Sadly, I’ll never be Jewish enough for real Jews or Catholic enough for super trads. I’ll always be a“Nazi” to dysgenic leftists and spittle-flecked neverTrumps, and a “dirty Jew” to the neo-Nazis.
As a Catholic convert, there’s always an explanation required. People want to know about “my journey.” Well, it’s complicated. But as some of you may know, I am a little more than half Jewish (Mischling Plus!), and my mother is pure-blood Ashkenazi, but I was raised secular, with a big Christmas, the Easter Bunny, and zero connection to any religious beliefs, of any kind.
My husband, also raised secular, converted early in our marriage shortly after a painful miscarriage. I came into the Church later on—11 years ago this Easter—but I have been attending Sunday mass since 2004.
Truly, mine is a fake-it-til-you-make-it conversion story.
Or rather, if you hang around a bunch of religious Catholics long enough and watch them receive Communion every Sunday without you, soon you may be struck by the urge. It was a real “I’ll have what she’s having” moment, without the pastrami sandwich.
The real reason for my conversion is that contemplating scripture after removing all the usual obstacles that scare you off—social approbation, peer pressure, fear, shame—can only lead you to a single conclusion.

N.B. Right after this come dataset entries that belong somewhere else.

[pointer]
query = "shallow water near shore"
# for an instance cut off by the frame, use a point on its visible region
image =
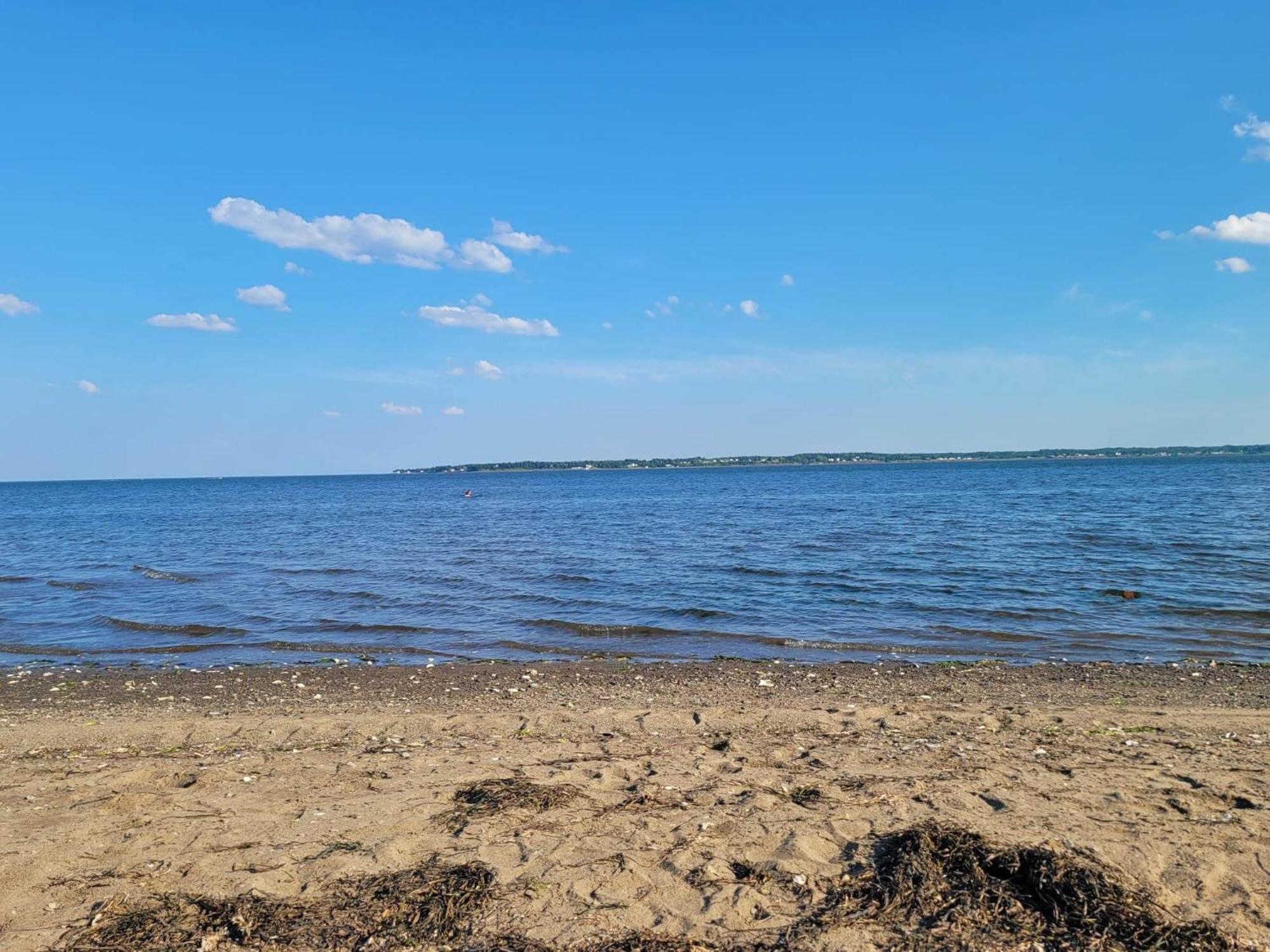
(1009, 560)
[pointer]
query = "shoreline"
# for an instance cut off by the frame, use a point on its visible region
(731, 803)
(722, 678)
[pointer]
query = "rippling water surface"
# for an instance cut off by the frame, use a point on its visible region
(928, 562)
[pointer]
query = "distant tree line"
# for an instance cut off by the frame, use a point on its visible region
(844, 459)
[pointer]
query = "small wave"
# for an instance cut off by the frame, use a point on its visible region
(700, 612)
(1258, 616)
(337, 593)
(192, 630)
(162, 576)
(629, 631)
(333, 625)
(755, 571)
(313, 572)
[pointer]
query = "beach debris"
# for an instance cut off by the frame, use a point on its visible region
(500, 794)
(806, 795)
(424, 904)
(938, 880)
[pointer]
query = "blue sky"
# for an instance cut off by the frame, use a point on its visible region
(985, 213)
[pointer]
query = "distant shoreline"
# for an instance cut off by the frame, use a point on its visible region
(853, 459)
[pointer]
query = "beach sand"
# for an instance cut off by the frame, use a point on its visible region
(736, 804)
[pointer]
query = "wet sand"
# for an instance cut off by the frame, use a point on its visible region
(716, 800)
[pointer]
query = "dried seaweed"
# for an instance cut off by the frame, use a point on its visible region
(951, 889)
(427, 903)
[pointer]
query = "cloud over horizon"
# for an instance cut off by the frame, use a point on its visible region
(504, 234)
(488, 371)
(1257, 129)
(363, 239)
(265, 296)
(211, 323)
(1253, 229)
(13, 305)
(478, 318)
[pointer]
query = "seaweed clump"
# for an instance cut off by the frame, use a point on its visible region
(422, 904)
(947, 888)
(495, 797)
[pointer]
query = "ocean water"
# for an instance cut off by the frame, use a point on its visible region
(923, 562)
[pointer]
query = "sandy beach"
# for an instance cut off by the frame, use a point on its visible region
(698, 805)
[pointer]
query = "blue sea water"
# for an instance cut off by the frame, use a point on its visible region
(923, 562)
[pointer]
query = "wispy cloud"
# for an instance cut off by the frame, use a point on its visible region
(211, 323)
(504, 234)
(482, 256)
(478, 318)
(876, 366)
(364, 239)
(1252, 229)
(265, 296)
(1258, 130)
(664, 309)
(487, 371)
(13, 305)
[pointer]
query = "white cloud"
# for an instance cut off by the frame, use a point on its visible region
(1235, 266)
(664, 309)
(483, 257)
(502, 234)
(1253, 128)
(477, 318)
(13, 305)
(1257, 129)
(194, 322)
(488, 371)
(265, 296)
(364, 239)
(1253, 229)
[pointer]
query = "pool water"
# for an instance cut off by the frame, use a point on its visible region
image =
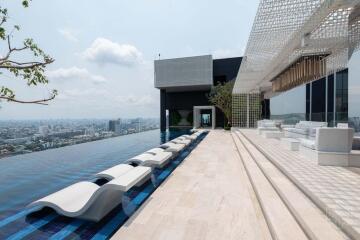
(26, 178)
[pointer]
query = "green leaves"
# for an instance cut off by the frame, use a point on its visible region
(32, 71)
(221, 97)
(26, 3)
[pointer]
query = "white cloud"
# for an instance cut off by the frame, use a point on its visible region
(104, 51)
(81, 93)
(135, 100)
(68, 34)
(75, 73)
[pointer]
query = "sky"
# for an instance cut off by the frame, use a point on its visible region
(104, 50)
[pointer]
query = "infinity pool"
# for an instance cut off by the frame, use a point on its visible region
(28, 177)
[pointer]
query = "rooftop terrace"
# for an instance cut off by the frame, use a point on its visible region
(249, 188)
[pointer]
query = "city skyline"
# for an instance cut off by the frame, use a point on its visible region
(109, 72)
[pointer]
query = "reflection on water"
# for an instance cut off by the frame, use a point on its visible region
(28, 177)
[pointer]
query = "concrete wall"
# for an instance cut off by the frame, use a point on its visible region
(290, 105)
(183, 72)
(354, 91)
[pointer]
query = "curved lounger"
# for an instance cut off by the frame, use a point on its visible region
(173, 147)
(86, 200)
(147, 159)
(191, 137)
(180, 140)
(114, 172)
(155, 151)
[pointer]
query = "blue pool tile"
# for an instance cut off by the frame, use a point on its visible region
(33, 227)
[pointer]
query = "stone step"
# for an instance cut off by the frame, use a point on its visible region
(281, 222)
(312, 220)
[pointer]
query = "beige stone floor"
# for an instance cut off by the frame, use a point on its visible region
(335, 189)
(208, 196)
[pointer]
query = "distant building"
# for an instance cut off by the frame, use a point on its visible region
(44, 130)
(116, 126)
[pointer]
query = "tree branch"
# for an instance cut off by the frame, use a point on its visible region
(11, 50)
(17, 65)
(40, 102)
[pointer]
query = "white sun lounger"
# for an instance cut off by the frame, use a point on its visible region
(86, 200)
(173, 147)
(147, 159)
(191, 137)
(155, 151)
(114, 172)
(180, 140)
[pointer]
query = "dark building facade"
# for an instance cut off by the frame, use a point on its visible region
(321, 95)
(186, 93)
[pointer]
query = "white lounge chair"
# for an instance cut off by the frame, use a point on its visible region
(155, 151)
(114, 172)
(173, 147)
(147, 159)
(191, 137)
(86, 200)
(181, 140)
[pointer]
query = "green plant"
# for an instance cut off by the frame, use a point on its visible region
(190, 117)
(31, 70)
(221, 97)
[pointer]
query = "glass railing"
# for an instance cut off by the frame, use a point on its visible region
(341, 117)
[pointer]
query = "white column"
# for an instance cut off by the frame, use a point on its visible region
(310, 116)
(247, 111)
(326, 96)
(334, 98)
(213, 117)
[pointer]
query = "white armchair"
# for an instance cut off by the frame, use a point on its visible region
(334, 139)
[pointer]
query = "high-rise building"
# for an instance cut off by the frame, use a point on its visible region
(44, 130)
(113, 124)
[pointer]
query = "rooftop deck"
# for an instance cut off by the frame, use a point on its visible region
(336, 190)
(209, 196)
(240, 185)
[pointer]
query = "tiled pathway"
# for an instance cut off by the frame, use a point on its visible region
(209, 196)
(335, 189)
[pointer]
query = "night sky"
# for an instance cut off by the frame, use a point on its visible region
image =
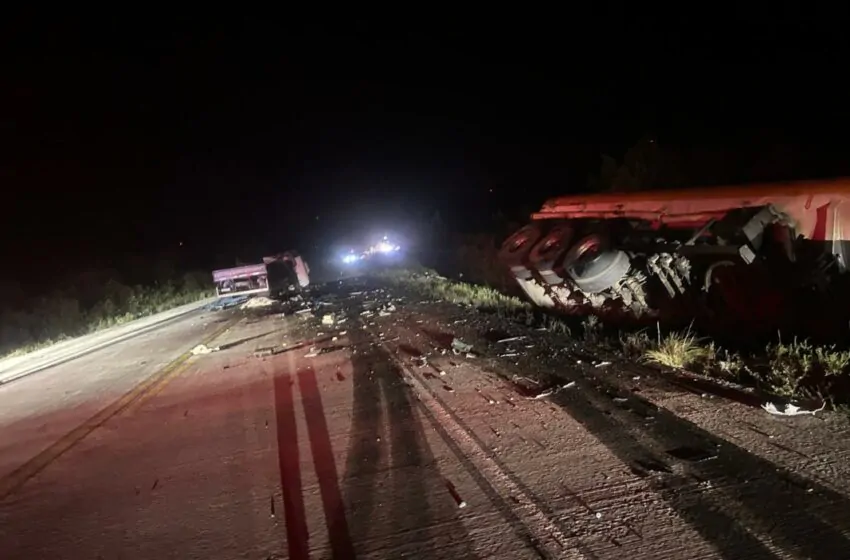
(246, 135)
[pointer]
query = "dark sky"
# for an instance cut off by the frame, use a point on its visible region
(129, 135)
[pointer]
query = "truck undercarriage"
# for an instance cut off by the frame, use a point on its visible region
(755, 257)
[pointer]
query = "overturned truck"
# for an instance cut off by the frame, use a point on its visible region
(761, 256)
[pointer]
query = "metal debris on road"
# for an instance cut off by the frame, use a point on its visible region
(257, 302)
(550, 392)
(510, 339)
(460, 347)
(203, 349)
(461, 503)
(790, 410)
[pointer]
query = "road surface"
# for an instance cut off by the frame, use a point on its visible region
(371, 438)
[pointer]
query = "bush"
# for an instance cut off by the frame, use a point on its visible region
(65, 314)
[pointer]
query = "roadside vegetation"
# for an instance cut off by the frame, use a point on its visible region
(78, 310)
(789, 369)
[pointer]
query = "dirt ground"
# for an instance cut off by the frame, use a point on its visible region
(365, 427)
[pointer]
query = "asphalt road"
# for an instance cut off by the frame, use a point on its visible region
(370, 438)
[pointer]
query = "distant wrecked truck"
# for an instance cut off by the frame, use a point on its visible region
(277, 276)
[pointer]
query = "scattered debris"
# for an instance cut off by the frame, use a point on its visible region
(256, 302)
(227, 302)
(693, 454)
(511, 339)
(460, 347)
(203, 349)
(552, 391)
(461, 503)
(790, 410)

It was real.
If Jesus was not real, of course, he was either a sociopathic magician, or a demon, but both of those options also require the mass conspiracy or delusion by many witnesses, including the witness of his sworn enemies.
Those options are therefore even less plausible than the truth.
The simplest explanation of all is that, yes, somehow the Son of God was born to a human Jewish woman 2000 years ago in a podunk village in the Middle East. How did this happen? Why did this happen?
Don’t ask me—I don’t even know how the can opener works!